Tree of Codes
Jonathan Safran Foer
Tree of Codes is interesting in it's complexities, it is part novel, part artist book and part poetry. The story itself was made by taking Bruno Schulz's The Street of Crocodiles, Foer's favorite book, and cutting out entire passages, leaving words, sentences or punctuation to make an entirely new story. The end result looks like this -
making an entirely unique reading experience. The pages are fragile and at first glance it's hard to see how this book, still meant to be read in a linear page-at-a-time pace. After a struggle I found that A. putting a sheet of paper under the page I was reading or B. holding the page up so that it wasn't flush with the rest of the book made the experiences much more enjoyable.

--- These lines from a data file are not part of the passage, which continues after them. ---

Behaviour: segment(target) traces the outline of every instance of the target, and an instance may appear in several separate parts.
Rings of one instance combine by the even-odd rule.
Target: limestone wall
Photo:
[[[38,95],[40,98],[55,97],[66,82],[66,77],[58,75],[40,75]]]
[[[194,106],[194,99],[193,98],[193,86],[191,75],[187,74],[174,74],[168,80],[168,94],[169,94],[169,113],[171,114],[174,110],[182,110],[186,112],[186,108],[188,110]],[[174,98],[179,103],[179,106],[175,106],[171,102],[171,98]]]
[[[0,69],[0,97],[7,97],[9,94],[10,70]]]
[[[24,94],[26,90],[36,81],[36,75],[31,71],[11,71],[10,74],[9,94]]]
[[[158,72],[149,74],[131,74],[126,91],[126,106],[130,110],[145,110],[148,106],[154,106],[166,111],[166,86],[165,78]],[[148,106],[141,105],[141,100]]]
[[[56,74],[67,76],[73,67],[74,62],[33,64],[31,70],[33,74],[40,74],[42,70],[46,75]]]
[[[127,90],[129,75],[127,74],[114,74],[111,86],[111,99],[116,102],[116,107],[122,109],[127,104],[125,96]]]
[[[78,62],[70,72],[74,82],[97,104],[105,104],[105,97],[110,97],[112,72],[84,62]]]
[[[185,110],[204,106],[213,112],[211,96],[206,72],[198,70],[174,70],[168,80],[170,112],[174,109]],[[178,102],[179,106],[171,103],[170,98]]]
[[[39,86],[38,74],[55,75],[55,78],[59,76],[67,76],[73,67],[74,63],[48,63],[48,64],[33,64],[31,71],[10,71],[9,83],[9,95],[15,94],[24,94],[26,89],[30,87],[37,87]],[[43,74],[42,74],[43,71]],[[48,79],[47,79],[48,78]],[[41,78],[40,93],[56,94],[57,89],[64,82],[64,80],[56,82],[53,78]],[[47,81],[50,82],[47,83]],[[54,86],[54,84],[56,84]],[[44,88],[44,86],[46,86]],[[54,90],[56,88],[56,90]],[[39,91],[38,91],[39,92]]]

The story itself is less important. While I remember being entranced by the poetic narrative Foer carved out I'm hard pressed to remember actual details. Something about a deceased mother and father? I really don't remember much more than that. I don't think I'm alone in this aspect, though. You read Tree of Codes for the process and the story is secondary, though I do remember enjoying it quite a bit. That is my only pet peeve with Tree of Codes, but if anything it has me more excited to read it again than damning it to back of the bookshelf hell.
A Note: Don't be a chump and pay a ridiculous amount for this book. It's awesome but it isn't worth more than it's typical $40 price tag (even then it's pricey.)